Let me then turn to winning locally, winning together locally with our bottling partners because the world is not flat. Everything isn’t the same globally, and we have to marry what we’ve created and seen on a global basis with what is going to work for the consumer and work with the retailer at a local level. What does that look like? Well, it also looks like brand building and innovation. Here, a few examples of how we brought some of those things to life in the marketplace. You’ve got an example there from EMEA, whether it’s on the branding and the product, the Zero Words, how do you describe the taste of Coke Zero in Zero Words. Tremendous consumer engagement as weird as the idea sounds produced a lot of consumer engagement.
All the way over to the sustainability side, we have a very clear goal on driving recyclability and a circular economy around all our packaging, but there are elements of what we use in our supply chain that have very poor recyclability. For example, the little plastic 6-pack ring that goes on the top of the cans is very difficult for the consumer to recycle. We started rolling out a replacement that’s made of cardboard called the KeelClip here is in Western Europe, and it started arriving in the U.S. Innovation that drives the brands and drives the sustainability.

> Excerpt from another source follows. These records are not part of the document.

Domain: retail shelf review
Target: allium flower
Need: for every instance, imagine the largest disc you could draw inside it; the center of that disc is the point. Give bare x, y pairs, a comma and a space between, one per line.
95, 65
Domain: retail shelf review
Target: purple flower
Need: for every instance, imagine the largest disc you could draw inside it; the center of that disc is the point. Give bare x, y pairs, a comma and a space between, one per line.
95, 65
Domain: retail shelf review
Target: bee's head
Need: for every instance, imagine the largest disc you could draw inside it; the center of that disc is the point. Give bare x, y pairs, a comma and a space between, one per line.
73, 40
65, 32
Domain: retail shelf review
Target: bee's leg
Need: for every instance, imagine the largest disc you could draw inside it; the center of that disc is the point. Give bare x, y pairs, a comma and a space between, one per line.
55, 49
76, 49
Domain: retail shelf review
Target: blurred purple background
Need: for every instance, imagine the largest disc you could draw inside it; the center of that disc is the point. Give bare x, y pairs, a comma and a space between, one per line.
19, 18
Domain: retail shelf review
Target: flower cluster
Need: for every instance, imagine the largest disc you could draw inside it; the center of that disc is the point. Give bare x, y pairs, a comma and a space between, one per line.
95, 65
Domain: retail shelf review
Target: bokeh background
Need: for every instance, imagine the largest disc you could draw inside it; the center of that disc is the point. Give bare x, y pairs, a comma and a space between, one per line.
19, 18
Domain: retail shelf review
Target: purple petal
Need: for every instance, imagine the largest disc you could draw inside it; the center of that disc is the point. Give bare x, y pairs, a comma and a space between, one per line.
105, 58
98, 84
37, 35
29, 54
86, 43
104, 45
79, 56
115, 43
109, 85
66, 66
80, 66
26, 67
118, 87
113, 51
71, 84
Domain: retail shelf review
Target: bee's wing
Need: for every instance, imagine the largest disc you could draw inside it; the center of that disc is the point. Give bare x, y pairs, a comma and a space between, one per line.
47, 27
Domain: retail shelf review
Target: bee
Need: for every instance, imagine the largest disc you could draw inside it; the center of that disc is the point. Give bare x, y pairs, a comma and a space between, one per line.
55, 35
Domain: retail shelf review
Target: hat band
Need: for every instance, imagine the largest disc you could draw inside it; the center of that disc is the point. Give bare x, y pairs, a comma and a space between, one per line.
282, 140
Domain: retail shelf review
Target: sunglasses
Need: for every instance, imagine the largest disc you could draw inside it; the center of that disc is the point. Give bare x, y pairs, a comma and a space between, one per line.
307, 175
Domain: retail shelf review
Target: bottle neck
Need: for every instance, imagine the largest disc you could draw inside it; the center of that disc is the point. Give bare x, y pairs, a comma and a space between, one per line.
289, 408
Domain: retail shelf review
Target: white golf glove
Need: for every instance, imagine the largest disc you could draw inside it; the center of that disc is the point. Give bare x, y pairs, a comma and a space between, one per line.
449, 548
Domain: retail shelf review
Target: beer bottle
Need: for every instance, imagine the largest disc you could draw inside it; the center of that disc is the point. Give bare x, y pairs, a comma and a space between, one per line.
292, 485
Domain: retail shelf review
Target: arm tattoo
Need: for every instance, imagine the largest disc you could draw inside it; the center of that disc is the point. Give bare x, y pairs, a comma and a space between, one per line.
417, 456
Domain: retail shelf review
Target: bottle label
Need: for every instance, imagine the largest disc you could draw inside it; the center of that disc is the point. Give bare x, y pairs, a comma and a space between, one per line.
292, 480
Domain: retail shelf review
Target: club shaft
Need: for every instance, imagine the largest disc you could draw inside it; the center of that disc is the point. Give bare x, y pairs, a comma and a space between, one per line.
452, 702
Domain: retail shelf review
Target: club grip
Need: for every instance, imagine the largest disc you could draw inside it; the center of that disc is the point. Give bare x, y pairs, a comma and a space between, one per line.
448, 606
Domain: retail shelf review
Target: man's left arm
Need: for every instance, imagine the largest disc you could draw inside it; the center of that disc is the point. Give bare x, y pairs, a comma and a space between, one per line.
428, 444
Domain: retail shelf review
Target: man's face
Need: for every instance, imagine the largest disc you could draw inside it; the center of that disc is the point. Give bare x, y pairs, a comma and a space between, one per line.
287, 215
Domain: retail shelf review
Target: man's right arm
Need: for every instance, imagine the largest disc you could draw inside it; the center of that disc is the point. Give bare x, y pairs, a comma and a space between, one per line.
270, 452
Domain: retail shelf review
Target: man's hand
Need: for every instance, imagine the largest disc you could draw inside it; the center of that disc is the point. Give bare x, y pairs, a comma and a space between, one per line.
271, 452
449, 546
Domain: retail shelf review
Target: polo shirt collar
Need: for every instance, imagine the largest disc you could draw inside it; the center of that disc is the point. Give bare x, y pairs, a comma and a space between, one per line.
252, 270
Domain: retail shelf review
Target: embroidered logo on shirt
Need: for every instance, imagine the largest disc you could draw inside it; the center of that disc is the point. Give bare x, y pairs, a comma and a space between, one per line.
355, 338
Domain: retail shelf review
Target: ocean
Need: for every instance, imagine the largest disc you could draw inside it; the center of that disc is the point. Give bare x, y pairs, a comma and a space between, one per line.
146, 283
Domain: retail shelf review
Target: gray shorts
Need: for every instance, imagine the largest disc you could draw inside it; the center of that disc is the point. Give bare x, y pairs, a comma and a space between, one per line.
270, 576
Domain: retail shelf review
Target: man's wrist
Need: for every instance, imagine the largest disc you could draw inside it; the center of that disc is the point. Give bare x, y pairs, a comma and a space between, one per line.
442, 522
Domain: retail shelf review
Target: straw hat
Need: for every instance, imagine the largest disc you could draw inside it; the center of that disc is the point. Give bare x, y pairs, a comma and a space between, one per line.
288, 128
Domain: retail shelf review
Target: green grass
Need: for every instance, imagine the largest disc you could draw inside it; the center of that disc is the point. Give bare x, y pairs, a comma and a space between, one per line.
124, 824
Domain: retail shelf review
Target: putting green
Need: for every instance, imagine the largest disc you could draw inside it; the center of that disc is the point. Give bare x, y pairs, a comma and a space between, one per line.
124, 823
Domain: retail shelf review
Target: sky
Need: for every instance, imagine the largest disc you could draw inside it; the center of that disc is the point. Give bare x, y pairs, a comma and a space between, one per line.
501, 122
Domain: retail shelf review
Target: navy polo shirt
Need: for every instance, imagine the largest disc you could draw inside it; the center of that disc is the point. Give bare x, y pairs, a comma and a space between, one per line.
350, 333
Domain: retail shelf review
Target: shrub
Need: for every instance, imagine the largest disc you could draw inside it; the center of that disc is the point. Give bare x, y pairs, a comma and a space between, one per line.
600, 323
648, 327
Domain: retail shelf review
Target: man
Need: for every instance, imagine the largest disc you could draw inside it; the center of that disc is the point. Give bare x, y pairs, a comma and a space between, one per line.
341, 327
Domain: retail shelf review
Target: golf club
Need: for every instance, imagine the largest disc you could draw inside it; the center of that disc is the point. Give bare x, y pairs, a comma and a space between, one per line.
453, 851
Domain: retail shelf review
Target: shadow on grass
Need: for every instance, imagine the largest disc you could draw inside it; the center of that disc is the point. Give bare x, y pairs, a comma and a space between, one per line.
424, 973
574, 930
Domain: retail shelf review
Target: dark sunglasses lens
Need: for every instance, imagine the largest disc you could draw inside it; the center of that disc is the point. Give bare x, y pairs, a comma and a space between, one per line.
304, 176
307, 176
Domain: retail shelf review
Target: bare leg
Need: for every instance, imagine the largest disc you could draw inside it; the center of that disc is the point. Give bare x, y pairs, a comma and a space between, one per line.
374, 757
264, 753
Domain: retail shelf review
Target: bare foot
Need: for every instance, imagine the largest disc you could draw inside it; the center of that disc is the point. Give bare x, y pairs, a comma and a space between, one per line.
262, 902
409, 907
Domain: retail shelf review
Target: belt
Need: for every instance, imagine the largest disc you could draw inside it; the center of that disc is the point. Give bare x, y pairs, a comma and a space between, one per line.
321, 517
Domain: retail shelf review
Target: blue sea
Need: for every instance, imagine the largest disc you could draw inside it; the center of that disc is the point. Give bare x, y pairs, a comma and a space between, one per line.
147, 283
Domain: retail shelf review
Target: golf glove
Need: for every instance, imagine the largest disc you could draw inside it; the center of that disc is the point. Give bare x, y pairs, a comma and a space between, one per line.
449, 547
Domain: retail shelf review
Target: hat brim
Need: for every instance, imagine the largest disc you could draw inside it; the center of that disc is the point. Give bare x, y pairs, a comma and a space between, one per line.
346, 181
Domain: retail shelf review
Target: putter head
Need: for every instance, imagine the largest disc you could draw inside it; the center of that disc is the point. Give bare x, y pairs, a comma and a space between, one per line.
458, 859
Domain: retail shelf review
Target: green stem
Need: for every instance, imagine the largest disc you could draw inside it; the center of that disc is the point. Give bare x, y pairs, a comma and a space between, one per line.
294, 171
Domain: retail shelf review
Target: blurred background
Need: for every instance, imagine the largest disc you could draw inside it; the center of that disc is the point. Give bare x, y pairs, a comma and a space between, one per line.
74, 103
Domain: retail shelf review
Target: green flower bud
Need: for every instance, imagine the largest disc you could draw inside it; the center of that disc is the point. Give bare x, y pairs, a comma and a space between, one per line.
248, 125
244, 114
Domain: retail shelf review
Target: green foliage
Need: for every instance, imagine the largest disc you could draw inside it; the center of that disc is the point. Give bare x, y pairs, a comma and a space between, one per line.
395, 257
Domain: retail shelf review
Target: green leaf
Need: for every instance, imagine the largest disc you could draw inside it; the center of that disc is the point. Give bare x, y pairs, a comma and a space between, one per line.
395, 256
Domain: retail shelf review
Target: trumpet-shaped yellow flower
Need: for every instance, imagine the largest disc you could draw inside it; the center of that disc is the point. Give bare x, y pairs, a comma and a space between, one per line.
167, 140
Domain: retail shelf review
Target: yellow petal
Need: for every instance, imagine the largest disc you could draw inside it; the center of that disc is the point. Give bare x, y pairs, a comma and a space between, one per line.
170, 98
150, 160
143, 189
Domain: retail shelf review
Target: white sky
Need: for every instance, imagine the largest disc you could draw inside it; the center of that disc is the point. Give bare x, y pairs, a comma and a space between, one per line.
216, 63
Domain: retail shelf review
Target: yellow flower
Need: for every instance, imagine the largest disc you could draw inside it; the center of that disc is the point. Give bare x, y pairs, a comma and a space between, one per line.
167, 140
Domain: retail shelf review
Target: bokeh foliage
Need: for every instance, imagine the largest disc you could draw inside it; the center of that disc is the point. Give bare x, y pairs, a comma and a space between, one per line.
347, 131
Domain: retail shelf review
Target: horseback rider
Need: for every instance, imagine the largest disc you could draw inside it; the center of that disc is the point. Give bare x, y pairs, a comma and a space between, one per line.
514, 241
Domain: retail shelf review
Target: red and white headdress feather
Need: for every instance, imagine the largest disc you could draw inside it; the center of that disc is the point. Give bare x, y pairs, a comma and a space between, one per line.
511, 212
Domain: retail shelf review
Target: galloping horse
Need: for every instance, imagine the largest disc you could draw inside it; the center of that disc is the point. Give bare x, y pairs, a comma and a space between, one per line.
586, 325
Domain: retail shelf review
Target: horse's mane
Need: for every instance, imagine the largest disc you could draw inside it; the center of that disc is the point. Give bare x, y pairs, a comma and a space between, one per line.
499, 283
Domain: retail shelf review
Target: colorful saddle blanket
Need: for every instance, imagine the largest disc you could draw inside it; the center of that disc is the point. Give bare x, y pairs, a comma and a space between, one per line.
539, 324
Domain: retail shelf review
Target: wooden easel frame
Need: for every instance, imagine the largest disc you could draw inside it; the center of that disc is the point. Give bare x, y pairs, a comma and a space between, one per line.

The Asia Pacific example here, the Sprite Zero Sugar activation in China drove, I think it was 60% increase in the volume of Sprite Zero in China. But also an example on the sustainability side. Here, these are labelless bottles. For those of you who get deep into the circular economy will know that labels are a complicating factor in recycling. We sell online multipacks of labelless bottles and they now account for a huge percentage of the online sales in places like Japan. Revenue growth management, all of this branding and innovation is brought together in packaging and pricing and channel.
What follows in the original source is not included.